Ces gens criaient assez pour être entendus, et, dans leur impatience, ils accablaient leur victime inconsciente de coups et de malédictions. M. de Talleyrand se montra et fit entendre qu'il allait procéder aux formules de l'exorcisme. Il eût souhaité que l'opération sainte se passât loin du bruit, dans son propre oratoire, en deux ou trois paroles latines négligemment jetées. Mais la foule, en bas, était exigeante. Dans la chapelle ! Dans la chapelle ! Hélas, on ne se servait plus de la chapelle, depuis le nouvel évêque ; il l'avait encombrée de ses meubles et d'une multitude d'objets inutiles aux exercices de piété.
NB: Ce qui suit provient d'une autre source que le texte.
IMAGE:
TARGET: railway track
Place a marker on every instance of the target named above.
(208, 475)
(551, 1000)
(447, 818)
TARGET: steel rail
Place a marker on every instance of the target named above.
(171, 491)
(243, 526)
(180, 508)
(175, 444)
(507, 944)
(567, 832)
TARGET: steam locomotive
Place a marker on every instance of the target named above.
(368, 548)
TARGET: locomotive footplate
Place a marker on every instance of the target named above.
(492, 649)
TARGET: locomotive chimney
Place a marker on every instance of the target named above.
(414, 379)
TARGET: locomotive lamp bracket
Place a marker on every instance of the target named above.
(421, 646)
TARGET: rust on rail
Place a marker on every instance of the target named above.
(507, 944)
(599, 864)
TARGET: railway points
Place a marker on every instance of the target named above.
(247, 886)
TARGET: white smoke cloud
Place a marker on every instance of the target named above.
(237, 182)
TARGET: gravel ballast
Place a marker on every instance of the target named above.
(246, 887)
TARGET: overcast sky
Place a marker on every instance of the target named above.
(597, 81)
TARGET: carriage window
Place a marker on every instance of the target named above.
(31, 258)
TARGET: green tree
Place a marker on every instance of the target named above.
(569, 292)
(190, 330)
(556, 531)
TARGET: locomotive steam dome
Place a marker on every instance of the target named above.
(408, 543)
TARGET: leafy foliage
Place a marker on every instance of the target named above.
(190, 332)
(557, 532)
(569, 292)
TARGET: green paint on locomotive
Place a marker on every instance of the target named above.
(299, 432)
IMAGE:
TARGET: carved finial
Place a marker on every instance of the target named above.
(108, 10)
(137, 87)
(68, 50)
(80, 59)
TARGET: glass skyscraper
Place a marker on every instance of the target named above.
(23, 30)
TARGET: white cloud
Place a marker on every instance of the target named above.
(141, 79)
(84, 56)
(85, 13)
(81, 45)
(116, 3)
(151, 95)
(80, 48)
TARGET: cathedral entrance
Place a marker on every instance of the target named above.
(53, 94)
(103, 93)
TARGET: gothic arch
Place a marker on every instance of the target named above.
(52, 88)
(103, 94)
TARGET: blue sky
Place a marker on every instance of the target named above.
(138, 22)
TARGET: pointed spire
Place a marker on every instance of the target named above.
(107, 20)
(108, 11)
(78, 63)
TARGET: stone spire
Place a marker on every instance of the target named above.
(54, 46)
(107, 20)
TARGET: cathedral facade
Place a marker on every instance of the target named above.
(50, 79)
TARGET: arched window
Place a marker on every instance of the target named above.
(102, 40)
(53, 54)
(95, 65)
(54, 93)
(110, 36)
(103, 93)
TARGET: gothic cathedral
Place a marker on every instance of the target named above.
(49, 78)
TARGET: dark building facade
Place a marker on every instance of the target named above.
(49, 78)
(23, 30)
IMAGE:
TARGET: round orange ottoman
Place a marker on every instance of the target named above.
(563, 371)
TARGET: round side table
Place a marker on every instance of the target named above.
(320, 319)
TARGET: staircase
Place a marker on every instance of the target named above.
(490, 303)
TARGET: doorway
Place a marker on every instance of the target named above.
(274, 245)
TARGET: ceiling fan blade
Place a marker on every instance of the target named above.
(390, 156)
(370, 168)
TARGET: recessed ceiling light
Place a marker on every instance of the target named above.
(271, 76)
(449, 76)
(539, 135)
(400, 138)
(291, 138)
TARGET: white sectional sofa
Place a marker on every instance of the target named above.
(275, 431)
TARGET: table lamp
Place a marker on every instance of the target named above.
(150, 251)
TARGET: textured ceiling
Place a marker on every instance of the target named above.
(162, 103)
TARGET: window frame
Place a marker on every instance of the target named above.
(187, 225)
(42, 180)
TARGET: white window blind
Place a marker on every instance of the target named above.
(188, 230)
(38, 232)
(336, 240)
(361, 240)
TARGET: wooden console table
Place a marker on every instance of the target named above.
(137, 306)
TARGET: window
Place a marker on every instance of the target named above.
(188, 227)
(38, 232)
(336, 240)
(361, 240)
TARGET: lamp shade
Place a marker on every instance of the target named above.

Il offrit à des délégués venus en négociation d'accomplir la cérémonie sur le perron de l'évêché, coram populo. Alors, on le vit apparaître, crosse en main, mitre en tète, solennel et inquiet. Le sorcier était maintenu devant lui, à genoux, les cheveux hérissés, la physionomie hagarde, tressuant de fièvre et d'épouvante. Au moment d'élever la main — cette main sacrilège et consacrée —l'évêque dut s'apercevoir, et son acolyte comme lui-même, que l'essentiel manquait : on n'avait pas d'eau bénite ni de bénitier. On perdit beaucoup de temps à en aller quérir inutilement à la cathédrale, puis, à l'église Saint-Laurent, qui non plus n'en possédait, ensuite chez une comtesse d'Arlon, très dévote mais trop rigoriste, en sa dévotion, pour livrer quoi que ce fût à un prélat constitutionnel, enfin chez une simple femme, qui avait conservé de cette eau sanctifiée. Jusque-là, les circonstances avaient pris une tournure plutôt risible. Elles eurent une conclusion tragique. Tandis que l'évêque trempait le goupillon dans le bénitier pour en asperger le malheureux et chasser de son corps le malin esprit, on vit tout à coup cet homme, qui n'avait gardé qu'un souille de vie, à la suite de tant de violences, tomber à ses pieds raide mort. L'exorciste s'était presque évanoui de saisissement, et, de sa main gauche, avait échappé le bâton pastoral, qui roula de marche en marche ! On put en garder bonne mémoire dans l'antique cité d'Augustodunum ; Talleyrand ne se vanta jamais de cette aventure.